On some level, we all probably wish we could forget that this pandemic ever happened, in the way that sometimes we wish that we could shake off the lingering effects of a bad dream.
But that would be a huge mistake. History doesn’t repeat itself, but it sure does rhyme. Colorado is now facing a $3.3 billion budgetary shortfall, and potentially a recession greater than the Great Depression. As policymakers return to the Capitol, we will be forced to reckon with unenviable decisions.
Our unemployment insurance, housing infrastructure, public schools and health care systems were all anemic prior to the pandemic, but now with the added stress, we run the risk of these critical pillars of our state infrastructure crumbling unless we act decisively in support of the common good.
And yet, we as Colorado legislators will be limited in our options to act, unless and until Congress sets aside its partisan politics and once again works for the wellbeing of the American people and not the corporate cronies.
This is our opportunity to define, in our own terms, what this state and what our nation will look like in the next six months, in the next two years and in the next decade.
We can all celebrate everyday acts of kindness, everyday workers who are now rightly recognized as heroes, and neighborly compassion, but we also must hold cruelty, corruption, racism and gross incompetence to account.
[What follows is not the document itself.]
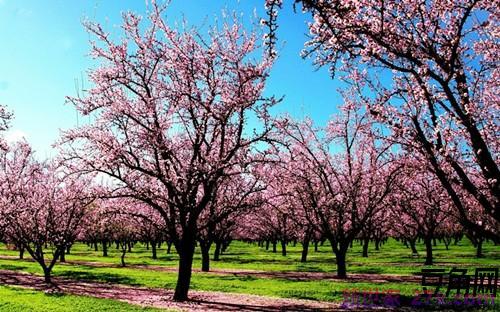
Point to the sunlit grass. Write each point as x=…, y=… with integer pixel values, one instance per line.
x=393, y=258
x=19, y=299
From what media we consume, to what organizations we support, to whom we vote for, we all have a role to play.
If we want a healthy environment, we must protect it. If we want stronger schools, we must fund them. If we want all Americans to make a dignified income, we must demand it. If we want affordable health care coverage for all, we must create it.
Let us never again kid ourselves into thinking that we can go back to the way things were. We must take care of ourselves and each other, build new systems that advance equality and justice and resist the tsunami of gaslighting that awaits us.
State Sen. Julie Gonzales, D-Denver, represents Colorado’s 34th District.